Loss of PRDX6 in SNU475 cells disrupts plasmalogen homeostasis

Most of the ether-linked glycerophospholipids (51 species), either as ether-linked (plasmanyl) or vinyl-ether linked (plasmenyl), were also reduced in SNU475PRDX6−/− cells. Remarkably, among the plasmenyls, only two species increased: PC(P-17:0/20:4) and PC(P-18:0/20:4), both are canonical plasmalogens with AA esterified at the sn2 position (Figure 3D). The data demonstrate that loss of PRDX6 in SNU475 cells disrupts plasmalogen homeostasis that could be in the root of the signaling, metabolic and cell cycle changes we have previously observed in cells devoid of PRDX6 [16,25,28].
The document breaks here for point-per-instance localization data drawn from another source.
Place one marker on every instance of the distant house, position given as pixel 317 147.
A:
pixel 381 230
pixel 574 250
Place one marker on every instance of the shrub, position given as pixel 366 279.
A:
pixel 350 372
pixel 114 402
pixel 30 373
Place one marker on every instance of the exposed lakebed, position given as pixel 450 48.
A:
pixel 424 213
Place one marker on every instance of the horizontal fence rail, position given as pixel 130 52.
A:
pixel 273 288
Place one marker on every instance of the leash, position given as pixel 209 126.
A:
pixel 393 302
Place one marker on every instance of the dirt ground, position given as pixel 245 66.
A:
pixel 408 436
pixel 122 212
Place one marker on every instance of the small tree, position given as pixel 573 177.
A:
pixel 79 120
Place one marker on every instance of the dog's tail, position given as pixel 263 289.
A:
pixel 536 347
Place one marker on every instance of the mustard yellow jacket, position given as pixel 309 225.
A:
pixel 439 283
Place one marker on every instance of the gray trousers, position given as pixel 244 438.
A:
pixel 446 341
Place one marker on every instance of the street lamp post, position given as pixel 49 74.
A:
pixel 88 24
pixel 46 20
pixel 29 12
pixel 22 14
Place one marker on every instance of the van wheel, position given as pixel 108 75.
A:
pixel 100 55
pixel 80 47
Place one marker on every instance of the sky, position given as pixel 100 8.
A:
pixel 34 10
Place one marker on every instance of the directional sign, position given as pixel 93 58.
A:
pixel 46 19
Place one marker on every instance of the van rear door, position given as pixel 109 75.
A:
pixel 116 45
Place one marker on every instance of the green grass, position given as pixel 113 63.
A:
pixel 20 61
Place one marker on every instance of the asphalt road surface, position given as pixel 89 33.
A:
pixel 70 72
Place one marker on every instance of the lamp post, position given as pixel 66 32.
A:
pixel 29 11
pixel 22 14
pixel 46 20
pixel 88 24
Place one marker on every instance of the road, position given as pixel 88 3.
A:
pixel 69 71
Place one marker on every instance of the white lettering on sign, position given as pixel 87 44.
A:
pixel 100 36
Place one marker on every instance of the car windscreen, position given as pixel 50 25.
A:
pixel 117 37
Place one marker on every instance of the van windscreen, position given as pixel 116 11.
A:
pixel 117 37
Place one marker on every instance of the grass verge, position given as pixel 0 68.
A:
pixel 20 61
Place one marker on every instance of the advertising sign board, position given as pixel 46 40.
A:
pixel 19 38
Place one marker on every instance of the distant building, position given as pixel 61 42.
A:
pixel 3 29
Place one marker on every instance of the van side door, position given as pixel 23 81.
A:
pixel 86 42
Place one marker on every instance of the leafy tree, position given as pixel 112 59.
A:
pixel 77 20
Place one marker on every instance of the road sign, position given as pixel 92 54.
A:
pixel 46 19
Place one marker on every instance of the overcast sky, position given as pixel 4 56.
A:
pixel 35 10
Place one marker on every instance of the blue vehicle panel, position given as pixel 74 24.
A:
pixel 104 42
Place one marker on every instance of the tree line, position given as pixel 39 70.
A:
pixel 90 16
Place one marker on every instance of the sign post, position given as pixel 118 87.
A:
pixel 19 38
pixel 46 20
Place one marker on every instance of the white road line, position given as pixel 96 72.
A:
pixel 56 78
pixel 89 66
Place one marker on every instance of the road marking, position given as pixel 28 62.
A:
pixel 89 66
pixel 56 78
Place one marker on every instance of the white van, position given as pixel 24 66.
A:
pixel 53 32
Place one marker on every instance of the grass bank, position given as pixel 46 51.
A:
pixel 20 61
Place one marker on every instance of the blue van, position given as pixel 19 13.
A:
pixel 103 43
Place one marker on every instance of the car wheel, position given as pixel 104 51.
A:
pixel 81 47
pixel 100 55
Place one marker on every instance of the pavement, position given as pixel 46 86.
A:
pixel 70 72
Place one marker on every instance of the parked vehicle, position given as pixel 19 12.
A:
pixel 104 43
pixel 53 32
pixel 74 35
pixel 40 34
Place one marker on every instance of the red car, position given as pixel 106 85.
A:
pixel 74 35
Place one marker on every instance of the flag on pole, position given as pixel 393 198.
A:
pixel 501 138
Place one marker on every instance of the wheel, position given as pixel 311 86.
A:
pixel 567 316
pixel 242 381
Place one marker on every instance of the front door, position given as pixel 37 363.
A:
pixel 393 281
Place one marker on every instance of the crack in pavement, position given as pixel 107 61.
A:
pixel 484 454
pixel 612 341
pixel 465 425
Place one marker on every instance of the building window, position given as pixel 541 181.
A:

Plasmalogen remodeling is limited to the sn-2 position by rapid deacylation-reacylation steps, as occurs in the ester analogues, catalyzed by the very large PLA2 superfamily that also drives the release of AA. Coincidentally, the levels of AA were drastically decreased in the absence of PRDX6 in all the glycerophospholipid classes, except for three phosphatidylcholine containing species, two of which were the plasmalogens described above (Table 3). Contrary to glycerophospholipids, the levels of AA increased markedly in triglycerides, a likely indication of alteration of its metabolism.

The correlation between the lack of PRDX6 and the accumulation of AA containing plasmalogens in SNU475PRDX6−/− cells suggests that these lipid molecules could also be substrates of PRDX6 PLA2 activity.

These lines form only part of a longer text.